J van Heijenoort

Ampd, Essential for Both Beta-Lactamase Regulation and Cell Wall Recycling, Is a Novel Cytosolic N-Acetylmuramyl-L-Alanine Amidase

In enterobacteria, the ampD gene encodes a cytosolic protein which acts as a negative regulator of β‐lactamase expression. It is shown here that the AmpD protein is a novel N‐acetylmuramyl‐L‐alanine amidase (E.C.3.5.1.28) participating in the intracellular recycling of peptido‐glycan fragments. Surprisingly, AmpD exhibits an exclusive specificity for substrates containing anhydro muramic acid. This anhydro bond is mainly found in the peptidoglycan degradation products formed by the periplasmic lytic transglycosylases and thus might behave as a‘recycling tag’allowing the enzyme to distinguish these fragments from the newly synthesized peptidoglycan precursors. The AmpD substrate (or substrates) which accumulates in the absence of the corresponding enzymatic activity acts as an intracellular positive effector for β‐lactamase expression and might represent an element of a communication network between the chromosome and the cell wall peptidoglycan.

Effects of Moenomycin on Escherichia coli

The antibiotic moenomycin is a valuable biochemical tool for studying the metabolism of peptidoglycan and the autolytic system in Escherichia coli, since as a specific inhibitor of peptidoglycan polymerases it can efficiently promote cell lysis. In liquid media the bacteriolytic effect on E. coli K12 was dependent on the concentration of moenomycin, on growth phase and on growth rate. Before lysis cells underwent major morphological alterations. In sucrose-containing medium complete transformation to osmotically sensitive spheroplasts was easily achieved by addition of moenomycin. The minimum inhibitory concentration of the antibiotic varied with the strain of E. coli and was highly dependent on the growth medium. A tritiated derivative of moenomycin, [3H]decahydromoenomycin A, was prepared and found to have the same inhibiting efficiency. Its binding to E. coli membranes and membrane proteins was investigated. The absence of irreversible binding suggested that moenomycin might be a competitive inhibitor of the peptidoglycan polymerases. Spontaneous moenomycin resistant variants were isolated at a frequency of about 10(-9).

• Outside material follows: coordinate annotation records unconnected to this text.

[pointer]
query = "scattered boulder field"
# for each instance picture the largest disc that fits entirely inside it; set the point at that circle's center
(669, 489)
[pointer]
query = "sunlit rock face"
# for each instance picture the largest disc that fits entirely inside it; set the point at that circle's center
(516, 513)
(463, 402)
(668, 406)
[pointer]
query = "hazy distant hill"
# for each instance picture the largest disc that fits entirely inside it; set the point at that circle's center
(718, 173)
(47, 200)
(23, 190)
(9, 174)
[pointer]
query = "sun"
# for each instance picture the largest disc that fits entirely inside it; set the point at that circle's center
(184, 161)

Multilayered Distribution of Peptidoglycan in the Periplasmic Space of Escherichia coli

When a staining technique using phosphotungstic acid (PTA) in 10% (w/v) chromic acid was applied to cells of Escherichia coli, the periplasmic space was seen as a dark 15-nm-thick layer of uniform appearance and constant width. Our observations are consistent with peptidoglycan being the main material stained. Isolated sacculi as well as purified peptidoglycan (protein free) were also stained by the same procedure, the thickness of the peptidoglycan being 8.8 +/- 1.8 and 6.6 +/- 1.5 nm, respectively. The increased thickness of the PTA-stained layer in stationary phase cells correlated well with the increased thickness of isolated sacculi or purified peptidoglycan and with the increased amount of peptidoglycan in such cells. Thickness measurements on isolated peptidoglycan were compatible with a two to three layer structure for material from exponential phase cells and with a four to five layer structure for that from stationary phase cells. Furthermore, the results indicated an uneven distribution of peptidoglycan material in the periplasmic space, the peptidoglycan spanning the space from the inner to the outer membrane.

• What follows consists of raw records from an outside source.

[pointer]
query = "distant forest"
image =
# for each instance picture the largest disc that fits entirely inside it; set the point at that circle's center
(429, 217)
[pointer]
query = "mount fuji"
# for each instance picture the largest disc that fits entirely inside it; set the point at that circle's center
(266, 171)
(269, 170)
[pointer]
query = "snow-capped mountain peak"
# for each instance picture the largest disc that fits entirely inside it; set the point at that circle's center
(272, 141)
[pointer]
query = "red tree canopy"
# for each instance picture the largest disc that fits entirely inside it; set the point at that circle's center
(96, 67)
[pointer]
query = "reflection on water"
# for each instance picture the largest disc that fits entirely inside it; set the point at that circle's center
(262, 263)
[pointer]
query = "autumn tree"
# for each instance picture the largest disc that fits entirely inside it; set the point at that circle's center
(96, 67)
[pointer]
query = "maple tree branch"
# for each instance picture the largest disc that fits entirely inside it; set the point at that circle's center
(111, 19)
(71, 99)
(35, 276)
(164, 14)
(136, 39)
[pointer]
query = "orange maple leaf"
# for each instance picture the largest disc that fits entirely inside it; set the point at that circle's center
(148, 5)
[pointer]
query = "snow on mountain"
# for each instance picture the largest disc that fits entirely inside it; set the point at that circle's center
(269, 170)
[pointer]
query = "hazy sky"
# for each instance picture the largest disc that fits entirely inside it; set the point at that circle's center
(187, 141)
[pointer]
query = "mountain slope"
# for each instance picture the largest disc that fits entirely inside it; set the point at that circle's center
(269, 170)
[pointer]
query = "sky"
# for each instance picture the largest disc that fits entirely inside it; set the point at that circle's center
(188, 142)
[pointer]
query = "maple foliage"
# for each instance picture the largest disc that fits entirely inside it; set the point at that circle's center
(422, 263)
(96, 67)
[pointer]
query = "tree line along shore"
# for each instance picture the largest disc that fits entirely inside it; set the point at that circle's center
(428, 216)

Peptidoglycan biosynthesis in Escherichia coli: variations in the metabolism of alanine and D-alanyl-D-alanine

The in vivo functioning of the alanine/D-alanyl-D-alanine pathway of Escherichia coli was investigated by determining precursor pool levels and specific enzyme activities under various growth conditions. Cells grown on D- or L-alanine showed several remarkable features compared with cells grown on other carbon sources: 10-fold higher values of the D-alanyl-D-alanine and the UDP-MurNAc-pentapeptide pools, a 240-fold increase of the alanine racemase activity, and the absence of bacteriolysis after treatment with D-cycloserine at high concentrations (50 micrograms ml-1). In cells grown on glucose, D-cycloserine (1 micrograms ml-1) led to depletion of the D-alanyl-D-alanine pool and to lysis, which was efficiently antagonized by chloramphenicol. A threefold increase of the dipeptide pool was observed when cells were treated with chloramphenicol alone. The alanine racemase activity was lowest in glucose-grown cells and the D-alanine:D-alanine ligase and D-alanyl-D-alanine-adding activities were the same whatever the carbon source. Molecular masses of 53-56 kDa and 56-60 kDa were estimated for the partially purified inducible alanine racemase and D-alanine:D-alanine ligase respectively.